Pulmonary sanatoriums

Strengthening immunity and rehabilitation of the bronchi are important components of the basic treatment and rehabilitation of bronchial asthma. A vacation with a child in a pulmonary sanatorium will be an excellent option for improving health. You can go on vacation at any time of the year. Choosing a sanatorium should be based on the profile of the services provided.

In Russia, there are a huge number of different health resorts that are involved in the treatment and rehabilitation of babies with bronchial asthma. Usually they are located in close proximity to the sea or in beautiful pine forests. Air in such places has a pronounced therapeutic effect on the respiratory system. Trips to pulmonary sanatoriums are usually designed for 21 days.

Young patients with disabilities due to bronchial asthma with severe bronchial obstruction can receive free accommodation and treatment in such health centers. Usually vouchers are issued every year. During treatment in the sanatorium, the child's indices of external respiration improve and immunity is restored.

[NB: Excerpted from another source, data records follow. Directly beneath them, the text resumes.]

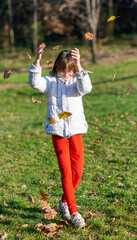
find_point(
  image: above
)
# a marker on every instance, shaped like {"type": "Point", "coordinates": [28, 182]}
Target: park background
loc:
{"type": "Point", "coordinates": [106, 196]}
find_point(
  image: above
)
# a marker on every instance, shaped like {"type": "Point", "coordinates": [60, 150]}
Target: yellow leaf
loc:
{"type": "Point", "coordinates": [89, 36]}
{"type": "Point", "coordinates": [52, 120]}
{"type": "Point", "coordinates": [64, 115]}
{"type": "Point", "coordinates": [112, 18]}
{"type": "Point", "coordinates": [44, 196]}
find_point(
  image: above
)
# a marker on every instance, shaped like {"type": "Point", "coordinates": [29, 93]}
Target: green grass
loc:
{"type": "Point", "coordinates": [110, 158]}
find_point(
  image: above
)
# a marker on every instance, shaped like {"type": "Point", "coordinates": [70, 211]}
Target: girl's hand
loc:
{"type": "Point", "coordinates": [39, 54]}
{"type": "Point", "coordinates": [75, 54]}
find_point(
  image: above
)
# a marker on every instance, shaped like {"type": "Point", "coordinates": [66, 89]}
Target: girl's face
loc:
{"type": "Point", "coordinates": [66, 74]}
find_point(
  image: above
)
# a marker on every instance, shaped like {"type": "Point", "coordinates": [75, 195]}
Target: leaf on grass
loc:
{"type": "Point", "coordinates": [34, 100]}
{"type": "Point", "coordinates": [49, 62]}
{"type": "Point", "coordinates": [4, 236]}
{"type": "Point", "coordinates": [51, 214]}
{"type": "Point", "coordinates": [89, 36]}
{"type": "Point", "coordinates": [64, 115]}
{"type": "Point", "coordinates": [7, 73]}
{"type": "Point", "coordinates": [88, 71]}
{"type": "Point", "coordinates": [43, 195]}
{"type": "Point", "coordinates": [114, 77]}
{"type": "Point", "coordinates": [14, 169]}
{"type": "Point", "coordinates": [57, 47]}
{"type": "Point", "coordinates": [44, 205]}
{"type": "Point", "coordinates": [127, 93]}
{"type": "Point", "coordinates": [30, 198]}
{"type": "Point", "coordinates": [52, 120]}
{"type": "Point", "coordinates": [28, 55]}
{"type": "Point", "coordinates": [112, 18]}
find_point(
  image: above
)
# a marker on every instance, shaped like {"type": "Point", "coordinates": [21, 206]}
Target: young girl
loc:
{"type": "Point", "coordinates": [64, 89]}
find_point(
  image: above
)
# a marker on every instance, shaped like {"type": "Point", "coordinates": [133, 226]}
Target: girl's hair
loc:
{"type": "Point", "coordinates": [64, 61]}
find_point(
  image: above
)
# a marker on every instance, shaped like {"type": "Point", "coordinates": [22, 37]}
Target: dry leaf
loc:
{"type": "Point", "coordinates": [30, 198]}
{"type": "Point", "coordinates": [52, 120]}
{"type": "Point", "coordinates": [49, 62]}
{"type": "Point", "coordinates": [7, 73]}
{"type": "Point", "coordinates": [112, 18]}
{"type": "Point", "coordinates": [64, 115]}
{"type": "Point", "coordinates": [14, 169]}
{"type": "Point", "coordinates": [114, 77]}
{"type": "Point", "coordinates": [57, 47]}
{"type": "Point", "coordinates": [44, 205]}
{"type": "Point", "coordinates": [129, 89]}
{"type": "Point", "coordinates": [28, 55]}
{"type": "Point", "coordinates": [34, 100]}
{"type": "Point", "coordinates": [44, 196]}
{"type": "Point", "coordinates": [89, 36]}
{"type": "Point", "coordinates": [4, 236]}
{"type": "Point", "coordinates": [51, 214]}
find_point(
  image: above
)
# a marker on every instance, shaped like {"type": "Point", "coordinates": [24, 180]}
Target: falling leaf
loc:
{"type": "Point", "coordinates": [34, 100]}
{"type": "Point", "coordinates": [57, 47]}
{"type": "Point", "coordinates": [14, 169]}
{"type": "Point", "coordinates": [64, 115]}
{"type": "Point", "coordinates": [44, 196]}
{"type": "Point", "coordinates": [89, 36]}
{"type": "Point", "coordinates": [28, 55]}
{"type": "Point", "coordinates": [44, 204]}
{"type": "Point", "coordinates": [114, 77]}
{"type": "Point", "coordinates": [112, 18]}
{"type": "Point", "coordinates": [129, 89]}
{"type": "Point", "coordinates": [30, 198]}
{"type": "Point", "coordinates": [52, 120]}
{"type": "Point", "coordinates": [7, 73]}
{"type": "Point", "coordinates": [49, 62]}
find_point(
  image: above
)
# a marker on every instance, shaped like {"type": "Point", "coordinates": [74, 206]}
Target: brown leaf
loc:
{"type": "Point", "coordinates": [7, 73]}
{"type": "Point", "coordinates": [52, 120]}
{"type": "Point", "coordinates": [43, 195]}
{"type": "Point", "coordinates": [51, 214]}
{"type": "Point", "coordinates": [4, 236]}
{"type": "Point", "coordinates": [30, 198]}
{"type": "Point", "coordinates": [89, 36]}
{"type": "Point", "coordinates": [34, 100]}
{"type": "Point", "coordinates": [57, 47]}
{"type": "Point", "coordinates": [44, 205]}
{"type": "Point", "coordinates": [64, 115]}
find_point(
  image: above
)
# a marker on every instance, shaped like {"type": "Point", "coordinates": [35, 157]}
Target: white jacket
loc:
{"type": "Point", "coordinates": [62, 96]}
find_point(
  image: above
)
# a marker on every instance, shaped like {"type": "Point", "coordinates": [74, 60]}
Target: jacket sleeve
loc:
{"type": "Point", "coordinates": [36, 81]}
{"type": "Point", "coordinates": [84, 85]}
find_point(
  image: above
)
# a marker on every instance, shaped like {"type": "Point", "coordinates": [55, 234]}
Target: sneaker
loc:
{"type": "Point", "coordinates": [77, 220]}
{"type": "Point", "coordinates": [63, 208]}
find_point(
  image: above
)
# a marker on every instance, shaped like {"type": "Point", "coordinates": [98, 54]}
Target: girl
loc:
{"type": "Point", "coordinates": [64, 89]}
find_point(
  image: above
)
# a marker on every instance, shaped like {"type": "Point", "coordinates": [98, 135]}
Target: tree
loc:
{"type": "Point", "coordinates": [93, 10]}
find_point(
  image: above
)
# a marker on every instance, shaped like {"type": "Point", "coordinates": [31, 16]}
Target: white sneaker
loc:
{"type": "Point", "coordinates": [77, 220]}
{"type": "Point", "coordinates": [63, 208]}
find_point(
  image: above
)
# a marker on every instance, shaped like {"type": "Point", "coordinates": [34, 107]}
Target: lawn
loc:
{"type": "Point", "coordinates": [106, 195]}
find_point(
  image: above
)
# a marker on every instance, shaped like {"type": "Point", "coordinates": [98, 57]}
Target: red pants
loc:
{"type": "Point", "coordinates": [70, 155]}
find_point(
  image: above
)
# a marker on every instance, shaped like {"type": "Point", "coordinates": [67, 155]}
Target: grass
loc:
{"type": "Point", "coordinates": [108, 184]}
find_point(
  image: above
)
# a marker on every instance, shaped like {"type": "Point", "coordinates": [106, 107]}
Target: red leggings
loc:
{"type": "Point", "coordinates": [70, 155]}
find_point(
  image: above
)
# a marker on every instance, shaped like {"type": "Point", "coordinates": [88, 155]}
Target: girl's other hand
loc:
{"type": "Point", "coordinates": [75, 54]}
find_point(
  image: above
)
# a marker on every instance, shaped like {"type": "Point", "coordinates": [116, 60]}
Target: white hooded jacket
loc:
{"type": "Point", "coordinates": [62, 96]}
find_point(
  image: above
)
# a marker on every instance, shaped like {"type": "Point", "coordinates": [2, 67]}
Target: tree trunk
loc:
{"type": "Point", "coordinates": [12, 38]}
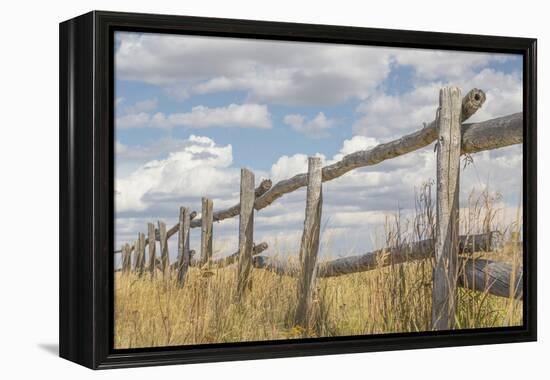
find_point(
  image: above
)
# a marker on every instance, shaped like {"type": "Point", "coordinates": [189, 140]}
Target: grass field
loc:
{"type": "Point", "coordinates": [391, 299]}
{"type": "Point", "coordinates": [156, 312]}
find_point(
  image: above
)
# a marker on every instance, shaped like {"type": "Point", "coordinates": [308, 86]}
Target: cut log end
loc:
{"type": "Point", "coordinates": [472, 102]}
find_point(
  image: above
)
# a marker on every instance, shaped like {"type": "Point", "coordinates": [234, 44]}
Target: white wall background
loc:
{"type": "Point", "coordinates": [29, 191]}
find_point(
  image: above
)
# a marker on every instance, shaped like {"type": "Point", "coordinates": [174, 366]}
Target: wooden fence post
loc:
{"type": "Point", "coordinates": [448, 176]}
{"type": "Point", "coordinates": [165, 260]}
{"type": "Point", "coordinates": [126, 258]}
{"type": "Point", "coordinates": [246, 231]}
{"type": "Point", "coordinates": [152, 247]}
{"type": "Point", "coordinates": [135, 260]}
{"type": "Point", "coordinates": [183, 244]}
{"type": "Point", "coordinates": [141, 254]}
{"type": "Point", "coordinates": [310, 242]}
{"type": "Point", "coordinates": [206, 230]}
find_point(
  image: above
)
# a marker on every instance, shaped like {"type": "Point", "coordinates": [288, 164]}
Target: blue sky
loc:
{"type": "Point", "coordinates": [192, 110]}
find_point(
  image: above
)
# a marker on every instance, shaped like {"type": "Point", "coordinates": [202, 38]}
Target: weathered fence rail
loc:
{"type": "Point", "coordinates": [452, 266]}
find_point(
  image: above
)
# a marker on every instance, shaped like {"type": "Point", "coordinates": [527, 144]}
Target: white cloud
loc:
{"type": "Point", "coordinates": [288, 166]}
{"type": "Point", "coordinates": [291, 73]}
{"type": "Point", "coordinates": [314, 128]}
{"type": "Point", "coordinates": [391, 116]}
{"type": "Point", "coordinates": [234, 115]}
{"type": "Point", "coordinates": [146, 105]}
{"type": "Point", "coordinates": [201, 168]}
{"type": "Point", "coordinates": [270, 71]}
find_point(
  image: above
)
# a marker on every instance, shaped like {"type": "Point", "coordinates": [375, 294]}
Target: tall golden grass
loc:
{"type": "Point", "coordinates": [156, 312]}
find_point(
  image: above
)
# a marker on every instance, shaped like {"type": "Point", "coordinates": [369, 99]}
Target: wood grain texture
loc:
{"type": "Point", "coordinates": [184, 257]}
{"type": "Point", "coordinates": [476, 137]}
{"type": "Point", "coordinates": [447, 209]}
{"type": "Point", "coordinates": [126, 258]}
{"type": "Point", "coordinates": [206, 230]}
{"type": "Point", "coordinates": [233, 258]}
{"type": "Point", "coordinates": [492, 277]}
{"type": "Point", "coordinates": [246, 232]}
{"type": "Point", "coordinates": [309, 246]}
{"type": "Point", "coordinates": [164, 257]}
{"type": "Point", "coordinates": [152, 248]}
{"type": "Point", "coordinates": [496, 278]}
{"type": "Point", "coordinates": [380, 258]}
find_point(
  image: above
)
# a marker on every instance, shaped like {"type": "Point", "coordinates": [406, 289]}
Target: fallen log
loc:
{"type": "Point", "coordinates": [476, 274]}
{"type": "Point", "coordinates": [492, 277]}
{"type": "Point", "coordinates": [476, 137]}
{"type": "Point", "coordinates": [230, 259]}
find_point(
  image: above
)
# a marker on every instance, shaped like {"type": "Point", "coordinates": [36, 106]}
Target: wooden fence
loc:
{"type": "Point", "coordinates": [452, 267]}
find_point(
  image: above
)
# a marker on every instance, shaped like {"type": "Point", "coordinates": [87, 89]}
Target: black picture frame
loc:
{"type": "Point", "coordinates": [86, 107]}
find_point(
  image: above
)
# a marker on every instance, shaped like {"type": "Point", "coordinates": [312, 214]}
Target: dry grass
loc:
{"type": "Point", "coordinates": [391, 299]}
{"type": "Point", "coordinates": [397, 298]}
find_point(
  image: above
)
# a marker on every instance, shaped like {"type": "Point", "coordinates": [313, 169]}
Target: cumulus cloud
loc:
{"type": "Point", "coordinates": [274, 71]}
{"type": "Point", "coordinates": [146, 105]}
{"type": "Point", "coordinates": [200, 168]}
{"type": "Point", "coordinates": [233, 115]}
{"type": "Point", "coordinates": [168, 172]}
{"type": "Point", "coordinates": [315, 128]}
{"type": "Point", "coordinates": [391, 116]}
{"type": "Point", "coordinates": [290, 73]}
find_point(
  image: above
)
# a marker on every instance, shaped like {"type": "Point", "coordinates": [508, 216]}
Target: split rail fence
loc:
{"type": "Point", "coordinates": [451, 270]}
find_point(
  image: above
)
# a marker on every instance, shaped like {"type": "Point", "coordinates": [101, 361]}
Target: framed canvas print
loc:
{"type": "Point", "coordinates": [235, 189]}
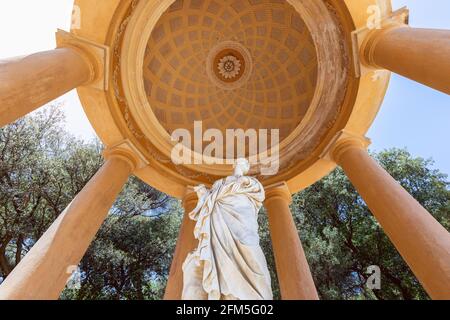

In order for the child not to have new bouts of the disease, a few simple recommendations should be observed:

  • Regular use of properly selected inhalers to stop seizures.
  • Compliance with a hypoallergenic diet.
  • Carrying out daily wet cleaning of the children's room.
  • Careful selection of bedding, mattress, pillows and blankets. They should not be made of materials that can cause allergic reactions in the baby.
  • Implementation of rehabilitation measures in the interictal period.
  • The exception to everyday life of all possible allergens.
  • Regular visits to a pulmonologist and allergist.